El joven, nacido en Mos, pretende conquistar al jurado con Ámbar, una obra pensada para flauta, clarinete, fagot, percusión, piano, violín, viola y violoncello. La composición, inédita, dura nueve minutos y se estrenará el 30 de noviembre en el Auditorio 400 del Museo Reina Sofía de Madrid, día que se celebrará la final y en la que se enfrentará a un valenciano y un peruano. "Puede que haya sido la originalidad y la personalidad de la pieza lo que llamase la atención del jurado", explica Jacobo Gaspar. "En este tipo de concursos se tienen en cuenta las técnicas personales, el estilo y las nuevas tendencias", añade.
En Ámbar Jacobo Gaspar emplea estrategias compositivas que establecen vínculos con el otoño en diferentes planos de significación.

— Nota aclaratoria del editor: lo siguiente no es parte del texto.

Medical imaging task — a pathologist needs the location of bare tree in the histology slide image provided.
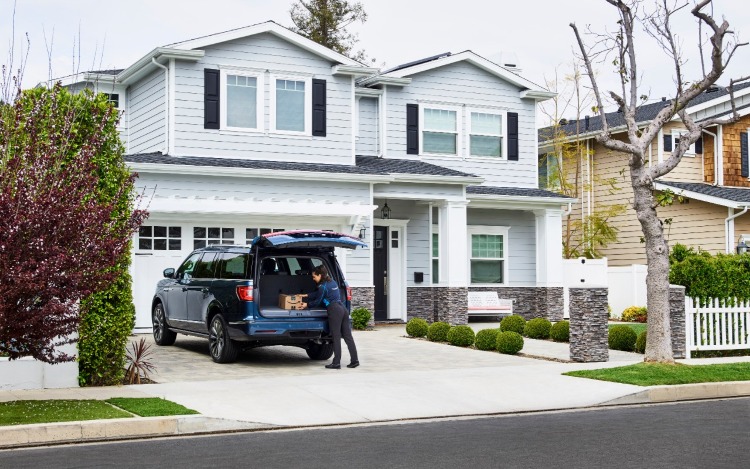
[570,0,745,363]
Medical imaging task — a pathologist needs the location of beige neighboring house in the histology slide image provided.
[539,83,750,266]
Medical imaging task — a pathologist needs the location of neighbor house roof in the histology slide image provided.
[538,82,750,142]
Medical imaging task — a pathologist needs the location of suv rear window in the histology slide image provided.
[217,252,253,280]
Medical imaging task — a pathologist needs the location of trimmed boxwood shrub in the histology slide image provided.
[609,324,638,352]
[495,331,523,355]
[500,314,526,334]
[427,321,451,342]
[549,321,570,342]
[474,329,500,350]
[635,331,646,353]
[352,308,372,331]
[620,306,648,322]
[523,318,552,340]
[447,326,474,347]
[406,318,430,337]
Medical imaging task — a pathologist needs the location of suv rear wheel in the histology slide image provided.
[307,342,333,360]
[208,314,239,363]
[151,303,177,345]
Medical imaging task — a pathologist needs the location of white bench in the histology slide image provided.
[468,291,513,316]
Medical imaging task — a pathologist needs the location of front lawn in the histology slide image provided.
[564,363,750,386]
[0,397,198,426]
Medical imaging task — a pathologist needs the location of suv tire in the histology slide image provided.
[307,341,333,360]
[208,314,239,363]
[151,303,177,345]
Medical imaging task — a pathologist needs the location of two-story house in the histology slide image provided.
[61,22,572,328]
[539,84,750,266]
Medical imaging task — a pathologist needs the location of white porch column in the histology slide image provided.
[534,209,563,287]
[439,202,469,287]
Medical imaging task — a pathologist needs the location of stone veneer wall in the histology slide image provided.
[569,288,609,362]
[352,287,375,326]
[469,287,565,322]
[669,285,689,358]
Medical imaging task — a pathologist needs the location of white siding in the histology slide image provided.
[126,70,166,154]
[356,98,380,156]
[467,209,536,287]
[170,34,353,164]
[386,62,537,188]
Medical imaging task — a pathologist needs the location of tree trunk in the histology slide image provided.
[631,168,674,363]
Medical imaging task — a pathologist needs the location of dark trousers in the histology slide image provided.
[328,303,359,365]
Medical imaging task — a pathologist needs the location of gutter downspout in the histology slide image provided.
[703,129,719,186]
[724,205,750,254]
[151,57,169,155]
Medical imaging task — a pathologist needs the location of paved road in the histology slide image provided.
[0,398,750,469]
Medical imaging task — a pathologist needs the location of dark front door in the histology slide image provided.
[372,226,388,321]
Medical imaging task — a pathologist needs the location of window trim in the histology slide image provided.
[268,73,312,137]
[419,103,464,158]
[465,107,508,160]
[466,225,510,287]
[219,68,265,133]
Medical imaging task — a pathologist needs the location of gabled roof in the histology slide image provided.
[654,180,750,208]
[538,82,750,143]
[165,21,364,67]
[359,50,556,100]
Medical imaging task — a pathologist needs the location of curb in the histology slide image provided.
[0,415,275,450]
[599,381,750,406]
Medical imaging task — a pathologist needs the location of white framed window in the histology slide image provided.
[672,130,695,157]
[220,69,263,132]
[419,105,461,155]
[468,109,506,158]
[193,226,234,249]
[271,75,312,135]
[468,225,509,285]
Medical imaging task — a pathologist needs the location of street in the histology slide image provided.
[0,398,750,468]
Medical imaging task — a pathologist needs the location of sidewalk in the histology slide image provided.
[0,323,750,448]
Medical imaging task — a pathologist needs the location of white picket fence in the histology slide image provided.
[685,298,750,352]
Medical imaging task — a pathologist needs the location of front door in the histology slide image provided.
[372,226,388,321]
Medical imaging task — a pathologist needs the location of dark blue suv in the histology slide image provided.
[151,231,365,363]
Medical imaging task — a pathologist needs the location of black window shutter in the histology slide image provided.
[740,132,750,178]
[508,112,518,161]
[313,78,326,137]
[664,134,672,151]
[203,68,221,129]
[695,137,703,153]
[406,104,419,155]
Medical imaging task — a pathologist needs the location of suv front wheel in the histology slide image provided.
[208,314,239,363]
[307,342,333,360]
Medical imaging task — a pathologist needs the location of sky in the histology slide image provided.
[0,0,750,125]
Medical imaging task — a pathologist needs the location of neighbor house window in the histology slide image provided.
[221,71,263,130]
[469,112,503,158]
[138,225,182,251]
[421,108,459,155]
[271,77,312,133]
[193,226,234,249]
[469,227,508,284]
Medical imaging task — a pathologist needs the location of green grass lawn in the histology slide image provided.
[0,397,198,426]
[609,322,646,335]
[564,363,750,386]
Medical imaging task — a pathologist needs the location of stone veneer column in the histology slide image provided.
[570,288,609,362]
[669,285,686,358]
[435,287,469,325]
[352,287,375,326]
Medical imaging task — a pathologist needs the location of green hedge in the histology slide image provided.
[669,244,750,299]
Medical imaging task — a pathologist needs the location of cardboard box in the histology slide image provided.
[279,293,305,309]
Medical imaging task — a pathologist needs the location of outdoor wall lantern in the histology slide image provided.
[380,201,391,220]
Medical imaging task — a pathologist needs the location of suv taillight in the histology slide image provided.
[237,286,253,301]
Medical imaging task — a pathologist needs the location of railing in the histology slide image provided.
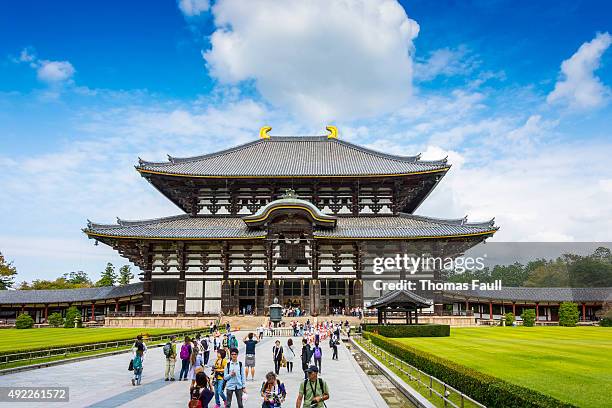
[0,330,201,368]
[106,311,219,318]
[353,334,486,408]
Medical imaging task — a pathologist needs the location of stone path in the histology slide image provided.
[0,333,387,408]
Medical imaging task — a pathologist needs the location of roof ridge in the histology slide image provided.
[136,139,266,168]
[399,213,495,228]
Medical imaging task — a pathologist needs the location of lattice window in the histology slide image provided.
[278,241,308,265]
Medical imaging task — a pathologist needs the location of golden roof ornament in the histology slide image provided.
[259,126,272,139]
[325,125,338,139]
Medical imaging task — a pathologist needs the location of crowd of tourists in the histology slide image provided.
[129,320,348,408]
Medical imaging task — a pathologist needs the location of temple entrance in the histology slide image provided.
[238,299,255,315]
[329,299,345,314]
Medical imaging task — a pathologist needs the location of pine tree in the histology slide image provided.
[0,252,17,290]
[119,265,134,285]
[96,262,117,286]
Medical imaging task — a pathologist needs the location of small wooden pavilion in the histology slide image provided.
[368,290,432,324]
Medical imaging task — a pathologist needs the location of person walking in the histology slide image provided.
[261,371,287,408]
[223,348,246,408]
[213,348,227,408]
[285,338,295,373]
[131,334,147,385]
[295,366,329,408]
[179,336,192,381]
[312,341,323,373]
[163,335,176,381]
[301,339,311,380]
[188,369,215,408]
[187,345,204,387]
[201,334,212,366]
[244,333,258,381]
[272,340,283,375]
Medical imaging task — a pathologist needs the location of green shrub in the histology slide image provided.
[521,309,535,327]
[364,333,575,408]
[15,313,34,329]
[364,324,450,338]
[559,302,580,327]
[64,306,81,329]
[47,312,64,327]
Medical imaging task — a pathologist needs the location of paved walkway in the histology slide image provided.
[0,333,387,408]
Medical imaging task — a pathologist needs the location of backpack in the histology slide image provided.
[181,344,191,360]
[164,342,172,358]
[223,361,244,386]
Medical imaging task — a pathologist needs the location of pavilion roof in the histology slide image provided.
[83,214,497,240]
[368,290,432,309]
[443,286,612,302]
[0,282,143,304]
[136,136,450,178]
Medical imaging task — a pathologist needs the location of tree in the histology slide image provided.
[64,271,92,288]
[521,309,535,327]
[96,262,117,287]
[15,313,34,329]
[559,302,580,327]
[64,306,81,329]
[119,265,134,285]
[47,312,64,327]
[0,252,17,290]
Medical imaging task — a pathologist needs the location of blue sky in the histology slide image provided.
[0,0,612,280]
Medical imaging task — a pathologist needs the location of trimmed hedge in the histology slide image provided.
[364,333,576,408]
[364,324,450,338]
[15,313,34,329]
[559,302,580,327]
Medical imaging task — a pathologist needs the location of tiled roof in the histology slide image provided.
[369,290,432,309]
[136,136,450,177]
[83,214,497,239]
[444,287,612,302]
[0,282,143,305]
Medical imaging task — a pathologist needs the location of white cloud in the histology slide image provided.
[13,47,76,84]
[546,32,612,109]
[36,60,75,83]
[204,0,419,121]
[414,46,478,81]
[178,0,210,17]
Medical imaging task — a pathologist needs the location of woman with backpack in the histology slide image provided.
[272,340,283,375]
[285,337,295,373]
[312,341,323,373]
[261,371,287,408]
[213,348,227,408]
[188,368,215,408]
[179,336,192,381]
[130,335,147,385]
[188,345,204,387]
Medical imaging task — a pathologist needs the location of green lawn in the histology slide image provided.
[394,327,612,407]
[0,328,195,352]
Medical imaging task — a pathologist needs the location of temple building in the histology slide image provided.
[84,126,497,315]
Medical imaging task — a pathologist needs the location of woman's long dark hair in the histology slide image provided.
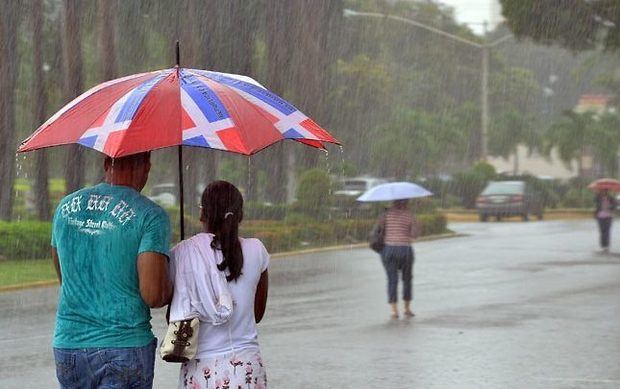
[200,181,243,282]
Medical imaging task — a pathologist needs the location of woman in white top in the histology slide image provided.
[171,181,269,389]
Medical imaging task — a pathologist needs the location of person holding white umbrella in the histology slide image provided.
[357,182,432,319]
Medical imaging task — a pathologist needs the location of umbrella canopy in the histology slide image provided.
[357,182,433,202]
[18,66,339,157]
[588,178,620,191]
[18,41,340,239]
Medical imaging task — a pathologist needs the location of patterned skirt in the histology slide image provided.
[179,350,267,389]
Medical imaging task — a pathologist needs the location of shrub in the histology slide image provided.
[0,221,52,259]
[243,202,287,220]
[562,188,594,208]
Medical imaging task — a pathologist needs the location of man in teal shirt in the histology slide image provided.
[52,153,172,388]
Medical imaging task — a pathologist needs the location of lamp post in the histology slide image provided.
[343,9,512,161]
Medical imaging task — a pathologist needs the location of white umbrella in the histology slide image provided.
[357,182,433,202]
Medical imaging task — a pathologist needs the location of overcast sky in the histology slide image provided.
[436,0,499,33]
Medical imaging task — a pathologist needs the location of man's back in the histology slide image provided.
[52,183,169,348]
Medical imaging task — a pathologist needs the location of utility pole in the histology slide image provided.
[480,21,489,161]
[343,9,512,161]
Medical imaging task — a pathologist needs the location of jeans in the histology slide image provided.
[597,217,612,248]
[54,339,157,389]
[381,246,414,304]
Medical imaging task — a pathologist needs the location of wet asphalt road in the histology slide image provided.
[0,220,620,389]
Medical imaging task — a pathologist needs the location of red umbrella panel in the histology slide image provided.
[19,67,339,157]
[588,178,620,191]
[18,65,339,237]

Así, con sonidos concretos busca emular el silbido del viento o el ruido de las hojas de los árboles. "El otoño es representado como proceso de desprendimiento, como metáfora de la creación", matiza el profesor.
La obra es fruto de un largo trabajo de reflexión. "La composición consume muchas horas y esta, que dura nueve minutos, me ha llevado cerca de un año de estudio", señala. Su pieza se incluirá en un disco que contribuirá a la difusión de las creaciones del premio Jóvenes Compositores.
La sociedad se guía por tendencias. Unas miran más hacia el pasado y otras, al futuro. "La relación de la música contemporánea con el público resulta compleja", dice Jacobo Gaspar. "Los programas de los conciertos incluyen siempre obras de más de cien años y es muy difícil estrenar composiciones. Precisamente por esto es raro ver a gente de menos de 40 años entre el público", explica el mosense.
En los conservatorios profesionales cada vez hay más demanda para estudiar música. "Las nuevas generaciones sienten interés por este arte, pero las salidas profesionales implican mucho sacrificio y a veces es difícil poder vivir de ello", señala el compositor.